= Alaska Flour Company =

The Alaska Flour Company is a commercial flour mill in Alaska. The enterprise is the only one of its kind in the state. The company produces whole grain flour, barley flour, cream-of-barley cereal, and other flour products. Its facility is located in Delta Junction.

==History==
Alaska Flour Company was founded in 2011 by Bryce and Jan Wrigley as a family-owned company. The former is a grain farmer and the president of Alaska Farm Bureau. According to Wrigley, he started planning to build the flour mill after witnessing the impact of Hurricane Katrina in 2005 and becoming concerned about Alaska's food security and supply lines.
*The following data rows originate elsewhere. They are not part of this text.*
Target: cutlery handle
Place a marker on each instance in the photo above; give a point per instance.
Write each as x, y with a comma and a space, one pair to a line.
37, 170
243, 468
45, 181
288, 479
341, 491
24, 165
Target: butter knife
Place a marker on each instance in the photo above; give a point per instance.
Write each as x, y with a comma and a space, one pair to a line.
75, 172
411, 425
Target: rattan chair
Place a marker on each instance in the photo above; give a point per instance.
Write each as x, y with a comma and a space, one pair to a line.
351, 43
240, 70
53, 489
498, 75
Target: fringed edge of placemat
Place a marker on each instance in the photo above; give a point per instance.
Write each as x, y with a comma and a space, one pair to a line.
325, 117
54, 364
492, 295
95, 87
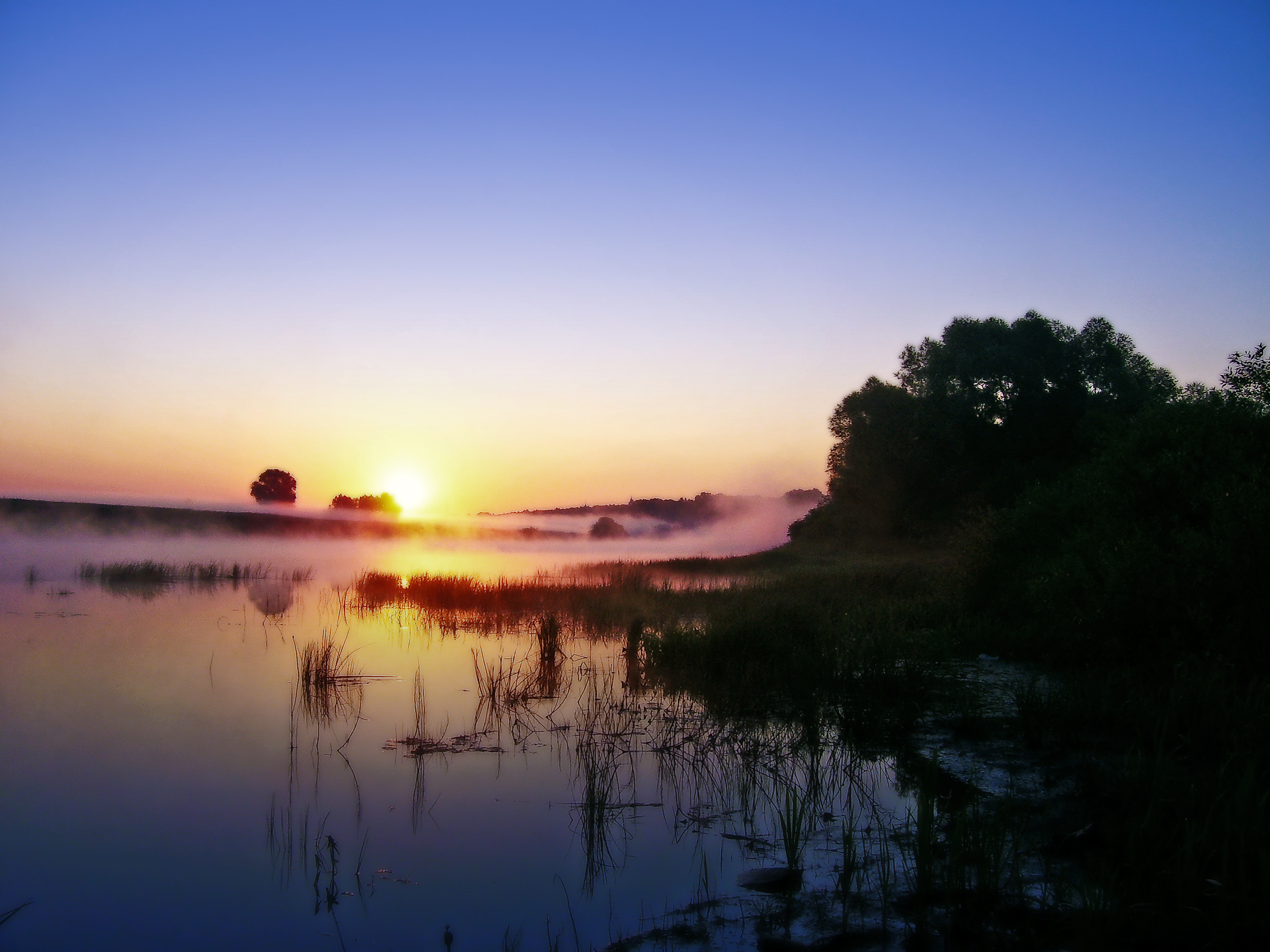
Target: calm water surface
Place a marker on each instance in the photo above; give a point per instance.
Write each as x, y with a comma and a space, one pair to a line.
169, 782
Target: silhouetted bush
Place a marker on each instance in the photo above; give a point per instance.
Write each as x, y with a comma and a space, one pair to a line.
275, 486
1159, 544
606, 527
977, 417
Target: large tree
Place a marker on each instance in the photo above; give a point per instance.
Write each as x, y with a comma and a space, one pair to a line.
275, 486
976, 415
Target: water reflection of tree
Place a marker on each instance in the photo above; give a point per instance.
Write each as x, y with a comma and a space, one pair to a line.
272, 597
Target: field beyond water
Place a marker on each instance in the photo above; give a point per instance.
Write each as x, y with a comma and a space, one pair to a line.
804, 747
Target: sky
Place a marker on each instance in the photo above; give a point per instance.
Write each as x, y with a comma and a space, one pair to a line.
531, 254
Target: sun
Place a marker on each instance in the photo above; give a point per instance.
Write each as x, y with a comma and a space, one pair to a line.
408, 489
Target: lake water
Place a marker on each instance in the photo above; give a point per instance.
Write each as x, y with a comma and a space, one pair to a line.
171, 780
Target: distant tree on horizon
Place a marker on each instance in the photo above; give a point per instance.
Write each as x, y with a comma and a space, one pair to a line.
275, 486
607, 527
383, 503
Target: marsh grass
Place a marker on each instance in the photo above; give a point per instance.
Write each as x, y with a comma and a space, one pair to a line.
328, 682
148, 576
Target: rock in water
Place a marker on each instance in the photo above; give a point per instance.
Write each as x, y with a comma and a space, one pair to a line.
777, 879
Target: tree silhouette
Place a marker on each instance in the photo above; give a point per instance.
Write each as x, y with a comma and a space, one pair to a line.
975, 418
607, 527
275, 486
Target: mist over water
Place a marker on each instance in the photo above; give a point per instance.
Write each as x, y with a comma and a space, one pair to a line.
58, 555
186, 772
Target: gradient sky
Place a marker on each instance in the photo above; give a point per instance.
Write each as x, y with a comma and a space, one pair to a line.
546, 253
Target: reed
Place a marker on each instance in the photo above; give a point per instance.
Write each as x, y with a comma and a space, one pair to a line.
151, 574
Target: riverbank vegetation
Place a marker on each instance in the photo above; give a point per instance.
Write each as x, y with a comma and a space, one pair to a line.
1043, 506
1062, 504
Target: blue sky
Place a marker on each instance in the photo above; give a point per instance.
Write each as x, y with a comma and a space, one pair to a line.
543, 250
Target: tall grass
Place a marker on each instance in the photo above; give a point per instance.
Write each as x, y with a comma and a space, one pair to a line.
148, 573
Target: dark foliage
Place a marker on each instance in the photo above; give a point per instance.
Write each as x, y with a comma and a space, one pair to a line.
1158, 545
275, 486
976, 417
607, 527
383, 503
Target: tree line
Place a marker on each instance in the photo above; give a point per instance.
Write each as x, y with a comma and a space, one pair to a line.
1097, 497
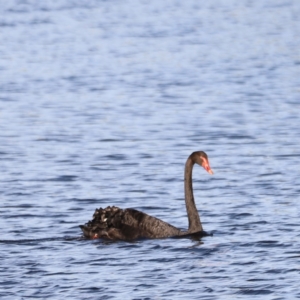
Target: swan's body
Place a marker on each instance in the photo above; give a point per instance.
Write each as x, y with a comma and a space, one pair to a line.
129, 224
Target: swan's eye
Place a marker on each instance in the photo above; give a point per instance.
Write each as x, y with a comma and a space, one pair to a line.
205, 165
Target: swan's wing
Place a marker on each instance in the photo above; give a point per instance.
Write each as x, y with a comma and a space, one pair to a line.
126, 224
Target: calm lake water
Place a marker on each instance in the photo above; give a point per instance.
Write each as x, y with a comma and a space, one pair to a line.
101, 104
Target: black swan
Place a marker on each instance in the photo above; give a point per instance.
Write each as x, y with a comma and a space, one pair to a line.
128, 224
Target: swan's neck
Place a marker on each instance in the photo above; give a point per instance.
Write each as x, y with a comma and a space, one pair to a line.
193, 216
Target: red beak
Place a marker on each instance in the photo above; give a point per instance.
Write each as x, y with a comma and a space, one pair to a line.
206, 166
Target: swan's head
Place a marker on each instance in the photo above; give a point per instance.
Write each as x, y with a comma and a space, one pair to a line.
201, 158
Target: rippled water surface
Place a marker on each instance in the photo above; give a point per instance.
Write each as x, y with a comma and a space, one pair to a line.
102, 102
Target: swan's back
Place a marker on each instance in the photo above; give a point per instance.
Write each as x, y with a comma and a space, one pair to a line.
126, 224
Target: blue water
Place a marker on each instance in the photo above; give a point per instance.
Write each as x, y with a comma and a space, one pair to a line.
101, 104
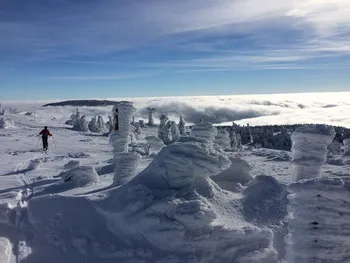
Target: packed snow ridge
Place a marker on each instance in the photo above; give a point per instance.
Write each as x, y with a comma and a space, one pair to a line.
168, 193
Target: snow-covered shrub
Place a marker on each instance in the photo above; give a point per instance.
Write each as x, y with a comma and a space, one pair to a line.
80, 176
182, 126
6, 123
81, 125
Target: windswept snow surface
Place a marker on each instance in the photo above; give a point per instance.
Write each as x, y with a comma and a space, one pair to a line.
189, 202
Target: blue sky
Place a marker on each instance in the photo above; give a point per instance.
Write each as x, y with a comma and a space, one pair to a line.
119, 48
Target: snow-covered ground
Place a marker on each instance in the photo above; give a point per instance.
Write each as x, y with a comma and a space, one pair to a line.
191, 202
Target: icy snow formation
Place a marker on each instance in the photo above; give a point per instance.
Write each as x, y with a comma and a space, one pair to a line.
163, 129
318, 219
80, 176
93, 125
74, 118
222, 139
125, 162
150, 116
182, 126
81, 125
237, 175
178, 211
204, 130
155, 144
174, 131
347, 147
6, 123
309, 149
72, 164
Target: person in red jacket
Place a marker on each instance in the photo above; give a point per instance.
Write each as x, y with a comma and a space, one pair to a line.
45, 133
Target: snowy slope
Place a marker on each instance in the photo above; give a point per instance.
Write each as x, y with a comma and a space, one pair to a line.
190, 203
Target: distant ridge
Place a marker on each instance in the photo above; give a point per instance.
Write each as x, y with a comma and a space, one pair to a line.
90, 103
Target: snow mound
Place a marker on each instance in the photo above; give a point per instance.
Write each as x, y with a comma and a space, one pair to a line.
126, 168
204, 130
273, 155
79, 155
155, 144
223, 140
31, 114
171, 206
171, 212
34, 164
319, 221
335, 161
72, 164
309, 149
235, 176
80, 176
6, 123
265, 201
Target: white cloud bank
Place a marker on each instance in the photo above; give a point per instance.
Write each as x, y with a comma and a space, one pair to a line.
269, 109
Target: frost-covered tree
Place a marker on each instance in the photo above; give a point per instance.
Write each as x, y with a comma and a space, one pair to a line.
110, 124
2, 112
163, 130
150, 116
101, 124
93, 125
174, 130
182, 125
233, 139
81, 125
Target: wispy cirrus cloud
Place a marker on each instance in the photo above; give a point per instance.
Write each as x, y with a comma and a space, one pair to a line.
273, 31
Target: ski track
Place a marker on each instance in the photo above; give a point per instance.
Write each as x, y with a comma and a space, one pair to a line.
19, 146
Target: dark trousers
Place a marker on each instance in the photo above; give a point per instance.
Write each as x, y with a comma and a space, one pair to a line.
45, 143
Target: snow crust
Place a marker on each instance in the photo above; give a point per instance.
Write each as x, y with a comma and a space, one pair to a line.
6, 123
80, 176
204, 130
310, 149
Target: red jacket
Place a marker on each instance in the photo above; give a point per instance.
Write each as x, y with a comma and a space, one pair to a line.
45, 133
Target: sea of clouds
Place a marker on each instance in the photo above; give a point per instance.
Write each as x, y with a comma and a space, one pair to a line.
268, 109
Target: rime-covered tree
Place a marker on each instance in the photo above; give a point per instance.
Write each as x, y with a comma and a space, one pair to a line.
163, 130
182, 125
93, 125
175, 133
101, 124
81, 125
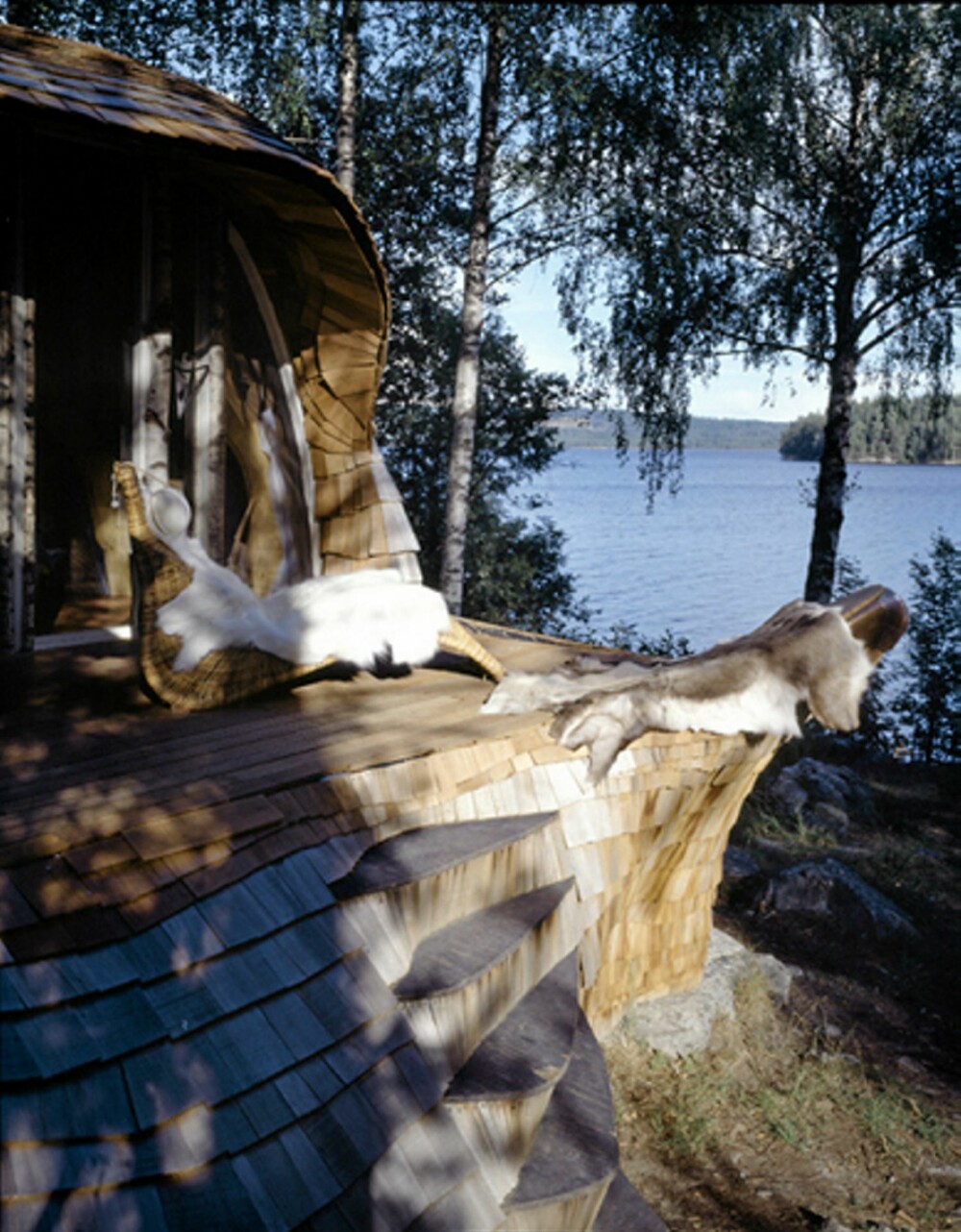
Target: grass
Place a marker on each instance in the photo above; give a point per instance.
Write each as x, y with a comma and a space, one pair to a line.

During this period, Alaska sourced 95% of its grain outside of the state and Wrigley feared a natural disaster such could expose Alaska to risk. In addition, Wrigley stated he wanted to help expand markets for other Alaska farmers by offering them a local site to mill produce.

The company’s facility was constructed after Bryce Wrigley and his wife visited mills from different parts of the United States. Components of the flour mill and equipment were sourced from Pennsylvania, North Carolina, and Michigan. The mill constitutes one of the two operations that Wrigley runs. The other, Wrigley Farms, is a farming operation the Wrigleys have operated for four generations. During its initial operations in 2011, the electric-powered mill was able to produce 20, 40, or 100-mesh grain at a capacity of up to 1,000 pounds of flour per hour.